Cursed Films, 2020.
Directed by Jay Cheel.
Featuring Phil Nobile Jr., Ryan Turek, Mace Neufeld, Wade Davis, Kane Hodder, Linda Blair, Michael Berryman, Eileen Dietz, Richard Donner, and Lloyd Kaufman.
Documentary series focusing on five of the most famously troubled horror movie productions.
You could argue that every movie has its production troubles, from easily explainable mishaps to those odd little accidents that just seem to happen, such as pages missing from a script or special effects not quite working. Both things that happen on film sets from time to time, but what does it take for a movie to be considered ‘cursed’?
Naturally, it has to be a horror movie, because a ‘cursed’ romantic comedy or action extravaganza doesn’t quite have the same ring to it, and this is something that is examined in Jay Cheel’s Shudder series Cursed Movies, now given a Blu-ray release that features all five episodes from the first series.
Concentrating on arguably the most well-known cursed movies in the public consciousness – Poltergeist, The Omen, The Exorcist, The Crow and Twilight Zone: The Movie – the documentary uses the movies as a framework but goes further by delving into the nature of each movie’s ‘curse’. For example, when discussing The Exorcist the filmmakers touch on the tragedies that surrounded the production of the movie – fires on set, cast and crew accidents, etc. – and interview star Linda Blair (who won’t be drawn on certain aspects of her experiences, if that is an indication of anything) but then they go off on a tangent by interviewing witches, professional exorcists and, bizarrely, a couple of people who believe they are possessed before tying it back to the movie and its possible effects on the public consciousness.
With this tactic it is quite clear what side of the arguments the filmmakers – and the majority of those interviewed – fall on, which is neatly summed up by actor Michael Berryman, who simply says “No” whenever anyone asks him whether The Crow was cursed.

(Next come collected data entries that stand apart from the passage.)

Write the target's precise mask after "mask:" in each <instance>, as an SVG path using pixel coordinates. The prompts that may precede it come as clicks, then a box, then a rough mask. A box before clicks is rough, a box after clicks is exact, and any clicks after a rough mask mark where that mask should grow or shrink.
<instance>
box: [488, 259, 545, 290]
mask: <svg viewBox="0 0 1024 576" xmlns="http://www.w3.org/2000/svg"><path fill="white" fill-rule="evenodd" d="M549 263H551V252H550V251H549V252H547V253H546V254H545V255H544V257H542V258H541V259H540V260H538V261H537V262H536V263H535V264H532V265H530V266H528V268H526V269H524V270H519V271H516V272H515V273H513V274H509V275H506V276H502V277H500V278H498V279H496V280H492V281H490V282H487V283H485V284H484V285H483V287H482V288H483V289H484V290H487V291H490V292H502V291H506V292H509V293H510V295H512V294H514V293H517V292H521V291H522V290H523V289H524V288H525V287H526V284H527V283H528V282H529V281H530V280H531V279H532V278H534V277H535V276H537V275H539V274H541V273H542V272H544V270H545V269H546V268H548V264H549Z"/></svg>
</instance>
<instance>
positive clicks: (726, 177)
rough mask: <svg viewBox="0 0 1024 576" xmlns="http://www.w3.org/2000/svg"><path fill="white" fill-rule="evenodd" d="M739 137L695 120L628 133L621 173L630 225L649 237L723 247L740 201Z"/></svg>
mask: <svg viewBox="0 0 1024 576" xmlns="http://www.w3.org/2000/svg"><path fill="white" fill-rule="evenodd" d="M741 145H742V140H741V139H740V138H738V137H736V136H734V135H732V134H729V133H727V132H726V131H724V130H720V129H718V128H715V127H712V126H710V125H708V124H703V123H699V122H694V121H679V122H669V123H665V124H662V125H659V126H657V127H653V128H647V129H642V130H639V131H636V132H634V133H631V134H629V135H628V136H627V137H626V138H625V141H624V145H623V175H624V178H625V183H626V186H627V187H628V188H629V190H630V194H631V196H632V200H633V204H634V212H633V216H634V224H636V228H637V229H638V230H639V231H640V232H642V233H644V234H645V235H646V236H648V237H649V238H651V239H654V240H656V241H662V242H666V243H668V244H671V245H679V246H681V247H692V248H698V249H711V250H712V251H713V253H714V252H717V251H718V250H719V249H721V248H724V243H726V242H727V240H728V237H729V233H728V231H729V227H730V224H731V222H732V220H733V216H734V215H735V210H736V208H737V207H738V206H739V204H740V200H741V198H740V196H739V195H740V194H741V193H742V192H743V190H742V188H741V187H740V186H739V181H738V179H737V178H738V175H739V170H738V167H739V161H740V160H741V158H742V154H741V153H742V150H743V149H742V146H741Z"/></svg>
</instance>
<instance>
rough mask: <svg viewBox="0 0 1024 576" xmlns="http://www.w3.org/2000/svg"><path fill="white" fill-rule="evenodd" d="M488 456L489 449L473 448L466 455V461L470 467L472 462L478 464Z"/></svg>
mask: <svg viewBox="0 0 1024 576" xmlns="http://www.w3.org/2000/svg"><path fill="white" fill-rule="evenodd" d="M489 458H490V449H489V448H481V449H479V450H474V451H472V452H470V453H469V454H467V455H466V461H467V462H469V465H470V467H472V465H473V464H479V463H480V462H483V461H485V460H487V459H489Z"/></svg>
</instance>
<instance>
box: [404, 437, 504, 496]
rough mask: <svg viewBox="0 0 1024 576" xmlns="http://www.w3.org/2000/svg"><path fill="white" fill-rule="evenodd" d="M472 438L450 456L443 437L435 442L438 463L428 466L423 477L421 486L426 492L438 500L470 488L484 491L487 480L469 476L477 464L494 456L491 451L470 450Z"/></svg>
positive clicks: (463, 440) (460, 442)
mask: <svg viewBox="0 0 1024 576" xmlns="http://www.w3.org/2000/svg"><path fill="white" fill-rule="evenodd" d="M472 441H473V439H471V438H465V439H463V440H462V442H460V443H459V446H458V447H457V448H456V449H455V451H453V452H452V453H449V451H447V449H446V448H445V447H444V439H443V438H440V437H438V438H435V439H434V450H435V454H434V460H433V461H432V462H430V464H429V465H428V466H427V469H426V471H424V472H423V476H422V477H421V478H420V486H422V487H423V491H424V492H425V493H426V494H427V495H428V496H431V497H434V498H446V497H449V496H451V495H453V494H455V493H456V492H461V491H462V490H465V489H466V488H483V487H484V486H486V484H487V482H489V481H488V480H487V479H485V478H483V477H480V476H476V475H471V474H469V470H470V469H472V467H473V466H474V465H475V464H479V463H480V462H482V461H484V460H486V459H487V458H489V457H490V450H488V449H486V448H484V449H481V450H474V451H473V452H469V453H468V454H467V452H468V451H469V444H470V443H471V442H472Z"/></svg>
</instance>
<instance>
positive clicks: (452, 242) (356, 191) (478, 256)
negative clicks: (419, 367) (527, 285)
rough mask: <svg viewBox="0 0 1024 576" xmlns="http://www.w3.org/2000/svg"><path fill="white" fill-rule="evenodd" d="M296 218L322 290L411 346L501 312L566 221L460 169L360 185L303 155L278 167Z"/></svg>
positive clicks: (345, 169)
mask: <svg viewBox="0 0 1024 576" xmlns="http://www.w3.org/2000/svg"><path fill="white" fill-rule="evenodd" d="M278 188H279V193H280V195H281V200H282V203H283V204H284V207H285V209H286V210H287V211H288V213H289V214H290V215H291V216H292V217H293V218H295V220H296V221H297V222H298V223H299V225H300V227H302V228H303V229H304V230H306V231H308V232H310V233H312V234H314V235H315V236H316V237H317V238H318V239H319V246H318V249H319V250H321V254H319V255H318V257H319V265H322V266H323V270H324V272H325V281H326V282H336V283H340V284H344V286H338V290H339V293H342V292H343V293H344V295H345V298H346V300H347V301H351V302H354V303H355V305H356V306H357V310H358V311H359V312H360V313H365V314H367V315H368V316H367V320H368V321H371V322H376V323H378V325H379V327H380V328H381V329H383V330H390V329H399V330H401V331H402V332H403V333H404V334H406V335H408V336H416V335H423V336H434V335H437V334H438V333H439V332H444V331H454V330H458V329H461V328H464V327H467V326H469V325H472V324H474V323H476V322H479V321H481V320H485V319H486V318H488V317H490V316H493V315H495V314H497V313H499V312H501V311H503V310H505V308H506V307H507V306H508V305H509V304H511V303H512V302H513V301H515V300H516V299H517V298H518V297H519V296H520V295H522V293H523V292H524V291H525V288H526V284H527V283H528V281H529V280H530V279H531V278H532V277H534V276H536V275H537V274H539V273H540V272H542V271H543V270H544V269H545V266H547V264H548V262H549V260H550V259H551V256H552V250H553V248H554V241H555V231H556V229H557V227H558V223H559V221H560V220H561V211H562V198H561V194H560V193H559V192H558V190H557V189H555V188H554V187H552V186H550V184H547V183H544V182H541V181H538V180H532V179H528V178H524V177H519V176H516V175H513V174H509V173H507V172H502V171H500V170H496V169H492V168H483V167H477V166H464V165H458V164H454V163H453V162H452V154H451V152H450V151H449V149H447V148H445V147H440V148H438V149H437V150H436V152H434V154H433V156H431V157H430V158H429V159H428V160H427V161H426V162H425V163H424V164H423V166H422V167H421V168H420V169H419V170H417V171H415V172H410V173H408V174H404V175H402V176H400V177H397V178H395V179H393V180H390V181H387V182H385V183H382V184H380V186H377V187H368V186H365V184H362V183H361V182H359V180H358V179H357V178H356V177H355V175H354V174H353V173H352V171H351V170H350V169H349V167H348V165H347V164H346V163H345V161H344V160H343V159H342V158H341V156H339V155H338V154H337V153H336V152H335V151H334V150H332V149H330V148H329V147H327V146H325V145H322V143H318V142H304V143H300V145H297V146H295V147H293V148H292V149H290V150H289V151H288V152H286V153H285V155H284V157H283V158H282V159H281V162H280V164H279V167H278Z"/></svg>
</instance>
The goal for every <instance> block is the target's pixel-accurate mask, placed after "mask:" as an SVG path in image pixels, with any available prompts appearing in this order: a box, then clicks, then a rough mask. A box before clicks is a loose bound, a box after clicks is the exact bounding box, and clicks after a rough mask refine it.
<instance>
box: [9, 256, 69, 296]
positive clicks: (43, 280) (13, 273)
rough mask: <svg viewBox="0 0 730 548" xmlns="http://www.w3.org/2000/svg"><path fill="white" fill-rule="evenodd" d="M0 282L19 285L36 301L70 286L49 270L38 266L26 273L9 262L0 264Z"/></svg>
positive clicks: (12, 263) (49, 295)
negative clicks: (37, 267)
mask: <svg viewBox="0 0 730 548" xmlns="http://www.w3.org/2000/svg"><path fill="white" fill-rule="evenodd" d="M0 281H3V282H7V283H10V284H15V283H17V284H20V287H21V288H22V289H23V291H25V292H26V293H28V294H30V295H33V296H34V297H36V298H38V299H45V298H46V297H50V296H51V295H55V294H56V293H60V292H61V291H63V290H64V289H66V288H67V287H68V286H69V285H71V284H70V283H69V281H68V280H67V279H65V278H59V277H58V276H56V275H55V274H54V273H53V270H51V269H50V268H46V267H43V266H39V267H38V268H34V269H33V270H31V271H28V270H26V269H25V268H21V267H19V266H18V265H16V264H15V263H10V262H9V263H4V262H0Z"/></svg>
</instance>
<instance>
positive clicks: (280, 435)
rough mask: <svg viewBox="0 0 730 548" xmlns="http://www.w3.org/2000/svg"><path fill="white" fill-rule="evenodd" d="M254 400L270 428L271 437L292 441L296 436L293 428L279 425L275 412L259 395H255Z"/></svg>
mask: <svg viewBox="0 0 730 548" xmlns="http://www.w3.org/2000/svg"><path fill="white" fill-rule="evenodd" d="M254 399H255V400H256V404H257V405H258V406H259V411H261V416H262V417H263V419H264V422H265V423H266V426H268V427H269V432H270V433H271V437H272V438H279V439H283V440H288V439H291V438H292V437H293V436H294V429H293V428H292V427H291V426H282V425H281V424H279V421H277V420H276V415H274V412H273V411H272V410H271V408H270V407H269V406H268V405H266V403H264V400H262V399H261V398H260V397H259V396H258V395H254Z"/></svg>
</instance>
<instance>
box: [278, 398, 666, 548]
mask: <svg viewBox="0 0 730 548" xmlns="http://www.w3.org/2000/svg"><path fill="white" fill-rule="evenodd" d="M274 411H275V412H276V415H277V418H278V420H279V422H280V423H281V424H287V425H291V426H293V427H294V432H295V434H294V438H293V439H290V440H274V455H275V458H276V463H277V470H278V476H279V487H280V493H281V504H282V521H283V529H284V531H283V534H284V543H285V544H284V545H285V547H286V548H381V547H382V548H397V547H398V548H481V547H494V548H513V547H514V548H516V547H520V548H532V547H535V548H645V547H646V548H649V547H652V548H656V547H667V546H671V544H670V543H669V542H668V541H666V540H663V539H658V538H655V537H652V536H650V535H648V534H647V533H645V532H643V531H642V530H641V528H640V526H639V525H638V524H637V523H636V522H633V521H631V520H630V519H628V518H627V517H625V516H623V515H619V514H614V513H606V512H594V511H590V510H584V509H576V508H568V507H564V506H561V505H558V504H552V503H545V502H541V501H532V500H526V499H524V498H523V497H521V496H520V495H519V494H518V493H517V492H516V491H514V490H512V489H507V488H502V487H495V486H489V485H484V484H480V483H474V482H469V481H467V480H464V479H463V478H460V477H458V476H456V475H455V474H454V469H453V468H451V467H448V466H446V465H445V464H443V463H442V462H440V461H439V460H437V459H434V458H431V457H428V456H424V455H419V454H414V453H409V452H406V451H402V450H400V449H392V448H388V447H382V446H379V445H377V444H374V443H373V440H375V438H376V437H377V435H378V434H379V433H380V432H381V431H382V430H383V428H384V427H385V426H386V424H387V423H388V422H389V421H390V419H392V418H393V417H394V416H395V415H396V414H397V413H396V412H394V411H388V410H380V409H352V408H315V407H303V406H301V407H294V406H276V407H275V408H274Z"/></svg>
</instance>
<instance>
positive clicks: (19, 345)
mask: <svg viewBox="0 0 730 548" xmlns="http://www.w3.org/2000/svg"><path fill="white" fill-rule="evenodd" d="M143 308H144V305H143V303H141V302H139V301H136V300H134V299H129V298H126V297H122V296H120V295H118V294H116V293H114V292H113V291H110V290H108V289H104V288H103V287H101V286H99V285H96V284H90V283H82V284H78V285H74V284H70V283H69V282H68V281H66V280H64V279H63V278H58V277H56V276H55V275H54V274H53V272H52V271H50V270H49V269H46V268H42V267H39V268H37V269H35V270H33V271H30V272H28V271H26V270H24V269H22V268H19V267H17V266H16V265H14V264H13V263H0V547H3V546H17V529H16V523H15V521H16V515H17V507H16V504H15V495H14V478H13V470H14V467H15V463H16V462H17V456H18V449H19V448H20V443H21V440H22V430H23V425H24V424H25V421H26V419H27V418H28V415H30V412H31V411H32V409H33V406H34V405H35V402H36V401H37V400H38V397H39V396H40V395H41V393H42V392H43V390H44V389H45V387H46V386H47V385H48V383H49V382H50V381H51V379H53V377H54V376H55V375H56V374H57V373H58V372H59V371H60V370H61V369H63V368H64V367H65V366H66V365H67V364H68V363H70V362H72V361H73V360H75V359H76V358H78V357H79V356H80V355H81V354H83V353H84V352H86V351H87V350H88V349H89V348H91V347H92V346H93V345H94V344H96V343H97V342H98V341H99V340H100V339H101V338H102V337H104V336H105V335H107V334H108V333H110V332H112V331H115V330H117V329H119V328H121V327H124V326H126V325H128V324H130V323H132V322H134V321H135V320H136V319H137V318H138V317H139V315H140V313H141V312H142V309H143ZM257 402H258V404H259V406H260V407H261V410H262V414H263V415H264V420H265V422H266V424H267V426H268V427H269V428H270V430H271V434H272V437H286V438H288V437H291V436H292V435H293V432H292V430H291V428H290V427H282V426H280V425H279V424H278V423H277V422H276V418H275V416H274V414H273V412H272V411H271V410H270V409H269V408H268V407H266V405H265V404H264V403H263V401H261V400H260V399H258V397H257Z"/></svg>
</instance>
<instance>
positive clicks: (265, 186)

But whatever the truths behind all of the scenarios, they do all make fascinating stories on their own, away from the main features if you like, and hearing about the tragedies that followed in the wake of Poltergeist and the near-misses that happened during the production of The Omen from those who were there at the time is interesting stuff and certainly less sensationalised than the newspaper reports from the time.
However, after raising eyebrows at the ‘possessed’ interviewees and hearing producer Mace Neufeld laugh off the good publicity Gregory Peck’s plane getting hit by lightening gave The Omen, things take a more sombre turn as the final two movies in the series are examined. Of course, everybody knows about the tragic death of Brandon Lee during the filming of The Crow but hearing the testimonies of those who were there and how they didn’t want the movie to be released despite studio pressures makes you realise that it is called showbusiness for a reason.
The same could also be said after watching production designer Richard Sawyer wipe back tears as he recounts what happened on the set of Twilight Zone: The Movie, where actor Vic Morrow, along with child actors Myca Dinh Le and Renee Shin-Yi Chen, were killed when a stunt involving a helicopter and lots of explosions went horribly wrong. Sawyer’s heartfelt telling of events is weaved into footage of Troma Films’ head honcho Lloyd Kaufman demanding absolute safety on one of his film sets and stating that “it’s only a movie” (where have we heard that before?), and as if to hammer home the point they then show the actual footage of the helicopter crashing into Vic Morrow and the two children he was carrying.
A dark note to end on but as an overall viewing experience Cursed Films is quite a fun and fascinating insight into how the Hollywood machine deals with controversy and, unfortunately, tragedy. Whether the events spoken about are due to coincidence, human error or there really are supernatural forces at work is entirely up for speculation and will no doubt encourage many more discussions than they already have but given how many movies claim to have been cursed over the years then this is a series that could – and hopefully will – run and run. Roll on volume two.